Archaeologists define Mesoamerica as a geographic area with shared basic cultural traits: agriculture based on maize, beans, and squash; Stone Age technology; society and economy organized around the agricultural village; leadership from a small elite class of kings and nobles; and fatalistic religion. As part of this area, West Mexico shared social institutions and belief systems with other cultures earlier and later in time. The ceremonial ball game played throughout Mesoamerica was clearly an important institution in West Mexico, and ball players are commonly represented among tomb figures. Symbols of rulership found in other areas, such as conch shells, seated position, and nose beads, appear in figures from elite shaft tombs.
Anthropologist Patricia Anawalt sees obvious connections between cultures of coastal South America and West Mexico. Clothing styles, fabric patterns, and personal adornments depicted on shaft-tomb figures are strikingly similar to ones represented on figures or found at archaeological sites along the northwestern coast of South America. Ecuadorian traders sailed great distances along the Pacific coast in search of supplies of Spondylus shells, which they provided to the elite of Peru’s powerful kingdoms. One source of the mollusk for them may have been off the coast of West Mexico. The presence of shaft tombs and similar dog and bird species in South America and West Mexico, but not elsewhere in Mesoamerica, supports the culture contact theory.
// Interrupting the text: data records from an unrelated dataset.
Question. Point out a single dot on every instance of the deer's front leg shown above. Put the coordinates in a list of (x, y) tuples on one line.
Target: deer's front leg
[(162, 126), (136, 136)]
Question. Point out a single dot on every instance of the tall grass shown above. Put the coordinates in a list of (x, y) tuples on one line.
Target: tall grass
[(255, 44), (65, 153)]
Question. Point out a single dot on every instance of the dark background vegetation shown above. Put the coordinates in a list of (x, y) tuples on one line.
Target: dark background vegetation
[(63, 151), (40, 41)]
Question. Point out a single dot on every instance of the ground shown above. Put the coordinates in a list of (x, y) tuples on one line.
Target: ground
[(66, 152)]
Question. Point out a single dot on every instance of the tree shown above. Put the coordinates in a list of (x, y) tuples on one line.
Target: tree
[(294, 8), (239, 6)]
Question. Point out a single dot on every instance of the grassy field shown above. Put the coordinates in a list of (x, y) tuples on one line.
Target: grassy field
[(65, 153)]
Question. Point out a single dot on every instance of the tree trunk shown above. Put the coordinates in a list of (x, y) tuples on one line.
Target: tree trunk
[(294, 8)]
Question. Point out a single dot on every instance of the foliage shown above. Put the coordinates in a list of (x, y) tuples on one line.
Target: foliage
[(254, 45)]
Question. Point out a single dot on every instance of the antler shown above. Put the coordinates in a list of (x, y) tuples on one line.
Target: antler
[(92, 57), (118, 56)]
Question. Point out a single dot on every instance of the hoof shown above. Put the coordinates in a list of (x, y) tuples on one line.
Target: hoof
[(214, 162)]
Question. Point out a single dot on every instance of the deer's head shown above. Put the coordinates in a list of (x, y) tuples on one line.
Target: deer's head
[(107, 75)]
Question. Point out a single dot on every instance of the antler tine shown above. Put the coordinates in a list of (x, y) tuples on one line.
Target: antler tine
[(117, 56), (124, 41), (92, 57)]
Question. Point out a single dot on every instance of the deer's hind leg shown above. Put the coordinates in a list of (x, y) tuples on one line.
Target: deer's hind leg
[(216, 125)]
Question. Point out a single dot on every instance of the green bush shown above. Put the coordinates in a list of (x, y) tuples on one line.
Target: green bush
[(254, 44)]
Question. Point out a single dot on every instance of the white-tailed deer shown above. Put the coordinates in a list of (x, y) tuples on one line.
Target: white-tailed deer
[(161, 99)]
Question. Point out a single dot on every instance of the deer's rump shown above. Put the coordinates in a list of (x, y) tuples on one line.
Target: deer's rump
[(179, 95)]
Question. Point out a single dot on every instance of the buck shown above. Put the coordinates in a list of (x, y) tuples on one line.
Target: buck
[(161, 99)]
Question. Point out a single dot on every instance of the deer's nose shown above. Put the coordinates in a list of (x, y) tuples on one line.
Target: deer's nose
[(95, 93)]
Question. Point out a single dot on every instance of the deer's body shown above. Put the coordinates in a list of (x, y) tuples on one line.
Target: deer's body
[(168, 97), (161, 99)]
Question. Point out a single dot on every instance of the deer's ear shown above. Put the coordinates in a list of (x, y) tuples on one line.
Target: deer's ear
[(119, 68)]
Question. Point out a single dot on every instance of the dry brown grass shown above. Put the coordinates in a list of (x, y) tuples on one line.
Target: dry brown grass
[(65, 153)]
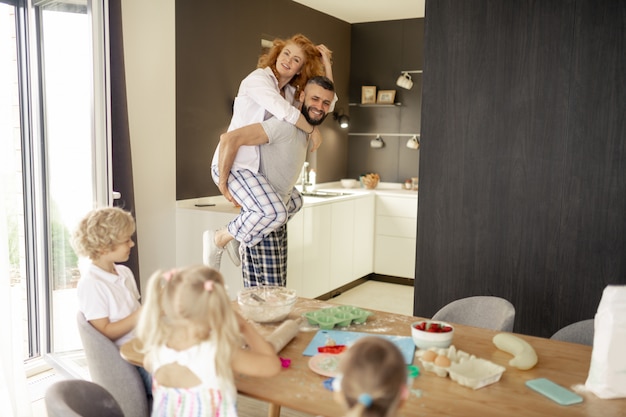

Views differ on the religious content of West Mexican shaft-tomb figures, from highly secular to very sacred. For decades many art historians believed that the art showed scenes of everyday life but nothing of the supernatural. In opposition, Peter Furst argues that many of the figures represent aspects of the spiritual: shamans who intercede with spirits, transformations, and non-ordinary reality induced by drugs. He interprets seated “horned” warriors turned to the left as shamans facing evil, rather than as rulers. Furst notes that many of the whistles found in tombs must have been meant for use in the supernatural realm, since a living person cannot physically blow them. In various figures, Furst sees spirits and gods similar to those in other parts of Mesoamerica, although other scholars continue to deny that any figures represent deities.